De raad heeft het volgende overwogen en beslist naar aanleiding van de klacht van:

De heer

k l a g e r

tegen:

De heer mr.

v e r w e e r d e r

1. Verloop van de procedure

1.1 Bij brief van 13 oktober 2009, bij de raad binnen gekomen op 15 oktober 2009, heeft de deken van de orde van advocaten in het arrondissement Utrecht de klacht ter kennis van de raad gebracht.

1.2 De klacht is behandeld ter zitting van 2 maart 2010. Klager heeft de raad laten weten niet bij de behandeling aanwezig te kunnen zijn. Verweerder is in persoon verschenen. Van de be-handeling is proces-verbaal opgemaakt.

1.3 De raad heeft kennis genomen van de genoemde brief van de deken aan de raad en van de stukken genummerd 1 tot en met 14, genoemd in de bij die brief gevoegde inventarislijst.

2. De klacht

2.1 De klacht houdt zakelijk weergegeven in dat verweerder in strijd met artikel 46 Advocatenwet heeft gehandeld doordat hij:

a) de belangen van klager niet voldoende heeft behartigd door te verzuimen mr. A. aansprakelijk te stellen voor de schade die klager heeft geleden als gevolg van de wijze waarop mr. A. met de behandeling van klagers zaak en de daarvoor verleende toevoeging is omgegaan;

b) in 2007 heeft verzuimd een toevoeging aan te vragen voor de zaak tegen de gemeen-te IJsselstein en dat eerst in 2008 heeft gedaan met als gevolg dat dat jaar als peiljaar geldt en klager daardoor niet aanmerking komt voor de verlangde toevoeging. Te-vens heeft verweerder verzuimd bezwaar tegen de afwijzing van de toevoeging te maken;

c) in het geschil tussen klager en GSM B.V. geen (rechts)maatregelen heeft genomen waardoor verweerder in strijd heeft gehandeld met zijn zorgplicht en de over-eenkomst van opdracht;

d) in het geschil met de heer B. geen (rechts)maatregelen heeft genomen waardoor verweerder in strijd heeft gehandeld met zijn zorgplicht en de overeenkomst van op-dracht;

e) heeft geweigerd een dossier met betrekking tot een geschil met de Belastingdienst aan een derde advocaat over te dragen ten behoeve van een second opinion.

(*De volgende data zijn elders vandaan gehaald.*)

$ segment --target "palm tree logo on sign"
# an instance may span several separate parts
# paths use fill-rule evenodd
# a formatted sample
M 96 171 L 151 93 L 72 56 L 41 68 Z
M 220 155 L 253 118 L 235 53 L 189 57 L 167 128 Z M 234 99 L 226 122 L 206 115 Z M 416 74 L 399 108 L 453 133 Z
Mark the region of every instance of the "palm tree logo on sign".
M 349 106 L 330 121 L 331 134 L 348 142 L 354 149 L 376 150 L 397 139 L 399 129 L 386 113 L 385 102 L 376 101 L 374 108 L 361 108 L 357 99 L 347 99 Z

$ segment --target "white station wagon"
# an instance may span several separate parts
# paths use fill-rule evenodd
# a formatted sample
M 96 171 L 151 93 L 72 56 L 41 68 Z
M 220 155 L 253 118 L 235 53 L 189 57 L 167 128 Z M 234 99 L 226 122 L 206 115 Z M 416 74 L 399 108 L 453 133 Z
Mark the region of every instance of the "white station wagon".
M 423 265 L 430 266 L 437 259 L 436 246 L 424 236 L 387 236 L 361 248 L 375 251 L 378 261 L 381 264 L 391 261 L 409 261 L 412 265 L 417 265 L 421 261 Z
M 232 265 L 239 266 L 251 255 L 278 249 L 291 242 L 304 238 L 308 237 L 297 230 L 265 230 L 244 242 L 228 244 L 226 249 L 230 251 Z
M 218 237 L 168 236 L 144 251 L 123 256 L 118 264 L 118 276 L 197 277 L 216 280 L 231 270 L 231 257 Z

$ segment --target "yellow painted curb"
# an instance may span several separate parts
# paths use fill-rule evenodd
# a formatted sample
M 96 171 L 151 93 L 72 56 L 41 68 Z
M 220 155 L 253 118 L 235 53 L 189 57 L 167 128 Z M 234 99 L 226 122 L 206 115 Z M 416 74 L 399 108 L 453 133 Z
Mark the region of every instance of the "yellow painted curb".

2.2 Klager heeft voorts op de voet van artikel 48b Advocatenwet verzocht te bepalen dat verweerder aan klager diens gemaakte reis- en telefoonkosten moet vergoeden.

3. Feiten

3.1 Voor de beoordeling van de klacht kan, gelet op de stukken en hetgeen ter zitting is verklaard, van het volgende worden uitgegaan.

3.2 Klager is verwikkeld in een geschil met de Belastingdienst. In die zaak werd klager sinds 2006 op toevoegingsbasis bijgestaan door mr. A. Omdat klager niet tevreden was over mr. A., heeft verweerder op 10 september 2008 aan klager gevraagd deze zaak over te nemen. Er is toen verzocht de toevoeging om te zetten. Omdat mr. A. de toevoeging tussentijds heeft gedeclareerd en het verzoek om extra uren is afgewezen, heeft verweerder de zaak niet op toevoegingsbasis voor klager kunnen behandelen. Op 5 mei 2009 heeft klager aan verweerder gevraagd het dossier ten behoeve van een second opinion aan een andere advocaat, mr. D, op te sturen.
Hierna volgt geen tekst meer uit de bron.